Malaysian Islamic banks have more established franchises and deeper market penetration.
Moody's Investors Service says that Islamic banks in Malaysia show greater growth stability and better asset quality when compared to their Indonesian counterparts, despite the similar macroeconomic headwinds faced by both systems.
"The divergence between the two systems is notable, considering the fact that the two economies have exhibited similar economic and credit growth trends, and banks in Malaysia and Indonesia show far less difference in the performance of their conventional loans," says Simon Chen, a Moody's Vice President and Senior Analyst.
"The outperformance of Malaysian Islamic banks as against their Indonesian counterparts in terms of asset growth reflects to a large part the Malaysian banks' more established franchises, deeper market penetration, and long-standing regulatory support," adds Chen.
Here's more from Moody's:
Moody's notes that banks in Malaysia and Indonesia are recording slower growth in Islamic financing, reflecting the broader slowdown in their respective economies.

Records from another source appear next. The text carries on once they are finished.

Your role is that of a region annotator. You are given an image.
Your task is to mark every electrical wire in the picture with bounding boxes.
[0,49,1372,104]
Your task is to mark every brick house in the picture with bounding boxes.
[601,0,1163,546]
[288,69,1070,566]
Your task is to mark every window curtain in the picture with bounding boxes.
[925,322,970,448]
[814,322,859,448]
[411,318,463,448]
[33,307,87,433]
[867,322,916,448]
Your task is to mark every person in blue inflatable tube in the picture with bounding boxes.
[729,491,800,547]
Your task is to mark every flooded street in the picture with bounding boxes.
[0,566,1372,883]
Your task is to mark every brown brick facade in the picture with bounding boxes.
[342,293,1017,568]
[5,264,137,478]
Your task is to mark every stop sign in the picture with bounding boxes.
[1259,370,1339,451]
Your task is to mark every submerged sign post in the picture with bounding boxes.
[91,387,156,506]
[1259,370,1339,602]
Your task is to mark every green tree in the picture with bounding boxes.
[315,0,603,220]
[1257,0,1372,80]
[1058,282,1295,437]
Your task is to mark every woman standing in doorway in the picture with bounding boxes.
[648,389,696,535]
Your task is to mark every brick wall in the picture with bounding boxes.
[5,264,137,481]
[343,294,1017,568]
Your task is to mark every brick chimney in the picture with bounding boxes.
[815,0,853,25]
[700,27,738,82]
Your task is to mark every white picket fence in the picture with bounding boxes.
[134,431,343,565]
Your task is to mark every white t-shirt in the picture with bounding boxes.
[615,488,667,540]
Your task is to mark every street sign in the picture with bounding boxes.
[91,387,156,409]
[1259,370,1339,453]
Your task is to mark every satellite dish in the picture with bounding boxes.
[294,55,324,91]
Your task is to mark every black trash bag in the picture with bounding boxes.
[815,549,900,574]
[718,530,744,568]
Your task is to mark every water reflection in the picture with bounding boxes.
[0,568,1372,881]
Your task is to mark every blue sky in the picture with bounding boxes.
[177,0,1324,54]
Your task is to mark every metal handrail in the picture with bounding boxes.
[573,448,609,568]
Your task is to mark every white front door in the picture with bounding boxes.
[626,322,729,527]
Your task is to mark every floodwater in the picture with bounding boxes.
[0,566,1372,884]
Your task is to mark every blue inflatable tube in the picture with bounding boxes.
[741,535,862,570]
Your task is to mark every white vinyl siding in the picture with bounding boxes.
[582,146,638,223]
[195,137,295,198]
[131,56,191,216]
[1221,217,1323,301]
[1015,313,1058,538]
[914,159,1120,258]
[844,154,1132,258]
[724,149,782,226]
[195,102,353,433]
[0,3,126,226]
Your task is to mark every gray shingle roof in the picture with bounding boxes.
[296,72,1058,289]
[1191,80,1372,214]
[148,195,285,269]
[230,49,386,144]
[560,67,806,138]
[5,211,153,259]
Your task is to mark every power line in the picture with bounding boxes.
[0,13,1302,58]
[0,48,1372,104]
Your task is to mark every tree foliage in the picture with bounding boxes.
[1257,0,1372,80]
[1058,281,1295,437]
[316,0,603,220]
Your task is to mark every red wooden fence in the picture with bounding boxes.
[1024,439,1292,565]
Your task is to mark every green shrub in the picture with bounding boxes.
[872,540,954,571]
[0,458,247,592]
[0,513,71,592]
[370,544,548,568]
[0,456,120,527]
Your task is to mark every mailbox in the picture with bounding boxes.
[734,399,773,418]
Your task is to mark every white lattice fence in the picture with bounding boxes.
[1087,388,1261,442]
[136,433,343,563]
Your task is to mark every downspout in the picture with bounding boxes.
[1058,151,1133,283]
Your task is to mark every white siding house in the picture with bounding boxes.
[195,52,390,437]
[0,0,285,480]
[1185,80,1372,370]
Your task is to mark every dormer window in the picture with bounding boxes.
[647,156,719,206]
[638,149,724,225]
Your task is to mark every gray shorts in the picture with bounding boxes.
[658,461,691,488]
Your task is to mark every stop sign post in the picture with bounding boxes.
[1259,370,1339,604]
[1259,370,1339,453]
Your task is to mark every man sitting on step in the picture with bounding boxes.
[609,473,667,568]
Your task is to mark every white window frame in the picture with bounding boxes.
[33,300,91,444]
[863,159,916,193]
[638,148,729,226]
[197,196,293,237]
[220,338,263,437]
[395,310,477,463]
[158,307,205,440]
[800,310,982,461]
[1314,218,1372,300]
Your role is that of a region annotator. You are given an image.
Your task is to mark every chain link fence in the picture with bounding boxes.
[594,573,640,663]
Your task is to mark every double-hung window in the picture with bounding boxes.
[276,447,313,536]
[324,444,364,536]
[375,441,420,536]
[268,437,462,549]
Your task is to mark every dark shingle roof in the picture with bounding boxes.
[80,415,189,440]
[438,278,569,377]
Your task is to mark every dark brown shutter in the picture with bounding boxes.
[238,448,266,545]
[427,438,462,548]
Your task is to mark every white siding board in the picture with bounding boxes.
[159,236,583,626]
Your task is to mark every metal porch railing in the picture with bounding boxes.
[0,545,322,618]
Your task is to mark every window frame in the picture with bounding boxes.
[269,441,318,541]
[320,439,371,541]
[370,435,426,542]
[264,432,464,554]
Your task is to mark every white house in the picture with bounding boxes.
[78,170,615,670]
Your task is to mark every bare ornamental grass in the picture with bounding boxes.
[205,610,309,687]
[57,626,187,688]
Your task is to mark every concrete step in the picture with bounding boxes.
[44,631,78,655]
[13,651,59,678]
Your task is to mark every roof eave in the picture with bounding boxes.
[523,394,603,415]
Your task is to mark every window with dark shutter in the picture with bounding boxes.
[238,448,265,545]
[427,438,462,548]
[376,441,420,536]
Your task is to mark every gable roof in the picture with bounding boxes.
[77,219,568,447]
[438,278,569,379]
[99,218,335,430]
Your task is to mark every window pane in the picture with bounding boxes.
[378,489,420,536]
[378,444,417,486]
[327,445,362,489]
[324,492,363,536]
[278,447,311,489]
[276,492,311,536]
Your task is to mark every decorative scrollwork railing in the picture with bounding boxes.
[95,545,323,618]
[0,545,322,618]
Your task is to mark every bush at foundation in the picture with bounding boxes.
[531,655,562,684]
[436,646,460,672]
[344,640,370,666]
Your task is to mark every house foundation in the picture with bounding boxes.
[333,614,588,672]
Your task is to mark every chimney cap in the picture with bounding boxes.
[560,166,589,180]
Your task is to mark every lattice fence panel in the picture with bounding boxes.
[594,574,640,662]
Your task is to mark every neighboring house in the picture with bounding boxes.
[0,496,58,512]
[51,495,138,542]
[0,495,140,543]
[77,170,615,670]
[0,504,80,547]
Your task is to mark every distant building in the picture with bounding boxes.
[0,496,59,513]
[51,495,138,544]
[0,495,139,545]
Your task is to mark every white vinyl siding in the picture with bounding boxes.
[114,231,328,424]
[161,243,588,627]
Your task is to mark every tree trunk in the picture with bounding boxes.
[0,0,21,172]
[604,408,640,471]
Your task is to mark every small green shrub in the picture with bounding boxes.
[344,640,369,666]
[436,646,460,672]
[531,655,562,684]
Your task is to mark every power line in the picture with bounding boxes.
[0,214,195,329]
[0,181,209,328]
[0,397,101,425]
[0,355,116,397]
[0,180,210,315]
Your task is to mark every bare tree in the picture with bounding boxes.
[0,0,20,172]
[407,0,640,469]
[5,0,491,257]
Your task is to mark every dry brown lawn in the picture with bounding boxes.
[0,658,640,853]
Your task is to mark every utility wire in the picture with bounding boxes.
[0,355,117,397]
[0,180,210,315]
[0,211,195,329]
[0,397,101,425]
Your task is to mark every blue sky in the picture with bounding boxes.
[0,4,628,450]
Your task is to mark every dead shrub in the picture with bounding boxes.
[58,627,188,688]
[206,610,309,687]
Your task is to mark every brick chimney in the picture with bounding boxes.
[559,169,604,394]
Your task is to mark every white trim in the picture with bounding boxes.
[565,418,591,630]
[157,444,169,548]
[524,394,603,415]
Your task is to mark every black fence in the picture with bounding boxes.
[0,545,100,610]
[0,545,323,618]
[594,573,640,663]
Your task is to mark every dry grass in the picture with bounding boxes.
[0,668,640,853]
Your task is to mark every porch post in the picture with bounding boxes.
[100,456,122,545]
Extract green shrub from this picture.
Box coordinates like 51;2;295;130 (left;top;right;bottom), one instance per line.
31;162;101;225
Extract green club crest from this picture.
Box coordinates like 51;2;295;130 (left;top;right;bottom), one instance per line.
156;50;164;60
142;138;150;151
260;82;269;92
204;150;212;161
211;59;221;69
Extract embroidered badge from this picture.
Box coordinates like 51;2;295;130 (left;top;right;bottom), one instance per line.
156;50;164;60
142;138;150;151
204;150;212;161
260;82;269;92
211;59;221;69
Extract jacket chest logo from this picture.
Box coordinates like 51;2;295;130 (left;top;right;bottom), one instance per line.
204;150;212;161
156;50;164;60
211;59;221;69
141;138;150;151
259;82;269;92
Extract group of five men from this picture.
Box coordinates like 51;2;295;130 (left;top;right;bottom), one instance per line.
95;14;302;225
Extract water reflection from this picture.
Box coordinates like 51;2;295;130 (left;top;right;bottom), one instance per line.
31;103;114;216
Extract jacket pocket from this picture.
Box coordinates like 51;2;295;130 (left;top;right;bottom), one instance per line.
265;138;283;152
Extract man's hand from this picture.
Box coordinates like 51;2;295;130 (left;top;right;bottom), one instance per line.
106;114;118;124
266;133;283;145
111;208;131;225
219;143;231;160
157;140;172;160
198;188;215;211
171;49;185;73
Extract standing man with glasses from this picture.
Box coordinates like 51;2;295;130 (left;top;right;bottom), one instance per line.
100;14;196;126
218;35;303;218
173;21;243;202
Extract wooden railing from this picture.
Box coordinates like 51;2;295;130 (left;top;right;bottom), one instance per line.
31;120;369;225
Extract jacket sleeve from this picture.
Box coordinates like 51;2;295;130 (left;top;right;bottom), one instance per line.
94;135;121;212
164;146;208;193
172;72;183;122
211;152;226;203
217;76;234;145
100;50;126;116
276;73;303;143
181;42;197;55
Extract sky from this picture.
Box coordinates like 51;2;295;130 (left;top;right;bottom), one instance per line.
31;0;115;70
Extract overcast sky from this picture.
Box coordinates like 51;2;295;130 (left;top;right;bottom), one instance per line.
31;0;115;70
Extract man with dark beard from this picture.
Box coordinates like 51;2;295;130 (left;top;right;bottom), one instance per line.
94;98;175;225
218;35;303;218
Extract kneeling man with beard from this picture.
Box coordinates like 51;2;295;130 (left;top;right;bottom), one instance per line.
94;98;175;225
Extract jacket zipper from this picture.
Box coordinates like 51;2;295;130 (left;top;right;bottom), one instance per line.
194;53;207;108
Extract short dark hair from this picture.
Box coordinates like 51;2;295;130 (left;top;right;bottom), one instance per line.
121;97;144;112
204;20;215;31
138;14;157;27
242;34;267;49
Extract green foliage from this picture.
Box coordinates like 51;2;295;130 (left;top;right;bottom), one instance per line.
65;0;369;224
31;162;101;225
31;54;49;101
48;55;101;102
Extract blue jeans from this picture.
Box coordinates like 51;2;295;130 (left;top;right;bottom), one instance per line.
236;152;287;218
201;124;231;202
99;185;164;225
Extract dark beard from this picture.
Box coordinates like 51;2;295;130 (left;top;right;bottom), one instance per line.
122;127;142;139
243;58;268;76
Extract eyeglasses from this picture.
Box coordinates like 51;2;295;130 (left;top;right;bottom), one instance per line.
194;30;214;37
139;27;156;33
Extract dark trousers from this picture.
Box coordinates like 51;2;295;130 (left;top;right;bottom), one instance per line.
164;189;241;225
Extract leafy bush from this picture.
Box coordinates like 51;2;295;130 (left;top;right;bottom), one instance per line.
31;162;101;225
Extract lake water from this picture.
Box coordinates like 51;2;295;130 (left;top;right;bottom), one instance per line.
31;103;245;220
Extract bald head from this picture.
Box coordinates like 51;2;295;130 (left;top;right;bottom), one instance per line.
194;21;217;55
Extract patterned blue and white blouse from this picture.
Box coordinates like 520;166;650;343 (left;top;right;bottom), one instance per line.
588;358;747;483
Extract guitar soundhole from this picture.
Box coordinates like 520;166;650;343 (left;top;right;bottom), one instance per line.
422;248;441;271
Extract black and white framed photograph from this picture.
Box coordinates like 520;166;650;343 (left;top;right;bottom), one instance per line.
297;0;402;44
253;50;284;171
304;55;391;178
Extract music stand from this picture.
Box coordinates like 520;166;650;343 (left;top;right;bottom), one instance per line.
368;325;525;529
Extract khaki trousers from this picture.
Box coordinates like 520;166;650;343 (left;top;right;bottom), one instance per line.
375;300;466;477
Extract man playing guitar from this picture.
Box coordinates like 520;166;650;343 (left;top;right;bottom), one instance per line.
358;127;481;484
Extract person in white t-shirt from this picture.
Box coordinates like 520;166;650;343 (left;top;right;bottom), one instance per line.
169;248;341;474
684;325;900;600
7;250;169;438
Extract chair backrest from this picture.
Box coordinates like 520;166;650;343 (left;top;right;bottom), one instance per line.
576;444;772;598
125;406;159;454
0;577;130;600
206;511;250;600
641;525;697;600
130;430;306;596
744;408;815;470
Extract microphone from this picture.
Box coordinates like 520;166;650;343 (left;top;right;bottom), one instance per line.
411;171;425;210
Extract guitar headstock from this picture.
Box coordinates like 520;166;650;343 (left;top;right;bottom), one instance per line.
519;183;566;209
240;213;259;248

However, the slowdown in Indonesia is far more pronounced, with growth in the Islamic financing sector slowing sharply to below 10% year-on-year in 2014 and 2015 from in excess of 50% in 2011.
By contrast, growth in the same sector for Malaysian banks during 2014 and 2015 registered well in excess of growth rates for conventional loans.
Moody's report points out that in 2015, the Malaysian Islamic banking sector accounted for 27% of total banking system assets versus 5% in Indonesia.
Apart from the larger scale of Islamic banks in Malaysia, such banks in the country also demonstrate a more diversified portfolio mix when compared with their counterparts in Indonesia.
As a result, Moody's says the asset growth and asset quality of Islamic banks in Malaysia and Indonesia will continue to diverge.